Lung cancer patients with ALK rearrangement have been found to respond well to crizotinib, an ALK inhibitor currently in clinical trials. Fluorescence in situ hybridization (FISH) has been considered the gold standard method for detecting ALK rearrangement.
"However, FISH requires a fluorescence microscope, and the signals are labile and rapidly fade over time," researchers wrote in the study, led by Jin-Haeng Chung, M.D., Ph.D., of Seoul National University Bundang Hospital in South Korea.
Researchers compared ALK rearrangement assessments using FISH and a newly developed method called chromogenic in situ hybridization (CISH). CISH allows detection of gene copy status using a conventional peroxidase-base reaction and standard bright field light microscope.
Out of a total 465 non-small cell lung cancer samples, ALK rearrangement was assessed using CISH in 449 patients (96.6%) and ALK rearrangement was identified in 18 patients (4%).

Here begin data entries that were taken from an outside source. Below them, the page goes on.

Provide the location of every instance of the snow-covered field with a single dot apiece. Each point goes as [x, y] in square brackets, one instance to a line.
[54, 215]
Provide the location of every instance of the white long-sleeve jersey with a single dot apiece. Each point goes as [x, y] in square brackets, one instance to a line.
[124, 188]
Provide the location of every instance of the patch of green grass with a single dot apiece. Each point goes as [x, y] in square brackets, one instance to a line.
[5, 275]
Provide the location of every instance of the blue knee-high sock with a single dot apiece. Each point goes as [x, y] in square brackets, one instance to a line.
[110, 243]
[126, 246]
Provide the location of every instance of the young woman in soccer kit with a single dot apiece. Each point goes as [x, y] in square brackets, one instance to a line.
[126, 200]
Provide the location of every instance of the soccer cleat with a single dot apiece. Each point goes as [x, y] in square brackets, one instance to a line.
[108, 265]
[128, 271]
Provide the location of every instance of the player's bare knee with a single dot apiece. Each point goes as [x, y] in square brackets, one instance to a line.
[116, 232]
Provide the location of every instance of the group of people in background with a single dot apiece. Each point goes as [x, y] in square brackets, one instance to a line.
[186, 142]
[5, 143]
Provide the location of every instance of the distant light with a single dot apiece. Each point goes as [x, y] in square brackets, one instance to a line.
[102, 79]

Using FISH, ALK rearrangement was assessed in 453 patients (97.4%); ALK rearrangement was identified in 19 patients (4.2%). Among these cases, 443 cases (95.3%) had results matching the corresponding FISH results: 17 rearranged, 425 wild types, and 1 discordant case.
"There was high concordance in the assessment of ALK gene rearrangement between FISH and CISH techniques," researchers wrote.